Privatization The process of private, for-profit businesses taking over the provision of public services. Types of government contracts that have been privatized include prisons, water utilities, trash collection, clerical jobs, food service, information system jobs, and job placement for welfare recipients.
Privileged Foreign (Pf) Foreign merchandise or non-tax paid domestic merchandise upon which the duty and applicable taxes have been determined at the time this status is approved.
Pro Forma Invoice An invoice provided by a supplier in advance of the shipment of merchandise, informing the buyer of the kinds and quantities of goods to be sent, their value, and other important specifications. The proforma invoice is commonly used to enable payment documents (such as an L/C) to be raised.
Promissory Note A signed statement containing a written promise to pay a stated sum to specified person at a specified date or on demand.

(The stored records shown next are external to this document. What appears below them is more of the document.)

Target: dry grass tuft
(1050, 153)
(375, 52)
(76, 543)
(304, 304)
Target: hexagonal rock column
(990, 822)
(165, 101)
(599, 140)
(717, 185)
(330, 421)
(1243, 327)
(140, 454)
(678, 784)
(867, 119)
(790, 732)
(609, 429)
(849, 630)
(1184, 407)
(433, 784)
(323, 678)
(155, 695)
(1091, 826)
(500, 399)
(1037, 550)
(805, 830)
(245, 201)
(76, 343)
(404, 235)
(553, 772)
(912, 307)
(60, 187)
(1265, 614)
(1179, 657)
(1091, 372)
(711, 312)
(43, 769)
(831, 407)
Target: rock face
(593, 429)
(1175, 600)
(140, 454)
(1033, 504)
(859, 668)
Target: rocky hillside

Protest The formal representation of a dishonoured bill of exchange: the bill is presented by a notary public to the drawee – if refused again, it is noted” – see noting. The notary public then issues a formal protest, an official certificate that the bill has been refused: the drawer can use this certificate to sue the drawee in court.
Purchasing Agent An agent who purchases goods in his or her own country on behalf of foreign importers such as government agencies and large private concerns
Quota A limitation on the quantity of goods that may be imported during a specific period of time. Quotas can include limitations on all countries, or can target specific countries
Quotation An offer to sell goods at a stated price and under specified conditions.
Race To The Bottom The constant search for cheaper wages, lower taxes and weaker environmental and other regulations, produces a downward spiral in socio-economic conditions in the United States and in countries around the world. For example, jobs moved from Detroit to Mexico in pursuit of lower wages, and now jobs are being moved from Mexico to China.
Reactivation A resumption of the activated status of an entire area that was previously deactivated without any change in the operator or the area boundaries.
Recourse The right to claim a refund from another party which has handled a bill at an earlier stage.
Red Clause Credit A credit with a clause which authorises the advising bank to make an advance payment to the beneficiary – see special DCs.
Regional Commissioner The Regional Commissioner of Customs for the Customs Region in which the zone is located.
Reimbursing Bank The bank nominated by the DC issuing bank that will pay the value of the DC to the negotiating/paying bank.
Remitting Bank Bank that sends the draft to overseas bank for collection.
Representative See Foreign sales agent.
Resident Member The official that has been delegated authority by the Secretary of the Army to act on nondiscretionary zone matters.
Retail Trade Generally, sales or offers to sell goods or services to individuals for personal use.
Retirement The act of paying or settling an outstanding bill or import loan; i.e. payment by the importer to the Bank.
Revocable Credit One that may be amended or cancelled without notice to the beneficiary.
Revocable Letter Of Credit A letter of credit that can be cancelled or altered by the drawee (buyer) after it has been issued by the drawee’s bank. Compare Irrevocable letter of credit.
Revolving Credit A credit automatically reinstated after each drawing or upon receipt of authorisation from DC issuing bank, with limits as to the duration of the facility and as to the (cumulative or non-cumulative) amount involved for each drawing – see Special DCs.
Ruling Adecision rendered by the Customs Service on an issue or issues surrounding a particular importation of merchandise. Rulings are published and can usually be appealed to a higher administrative body or to a court of law.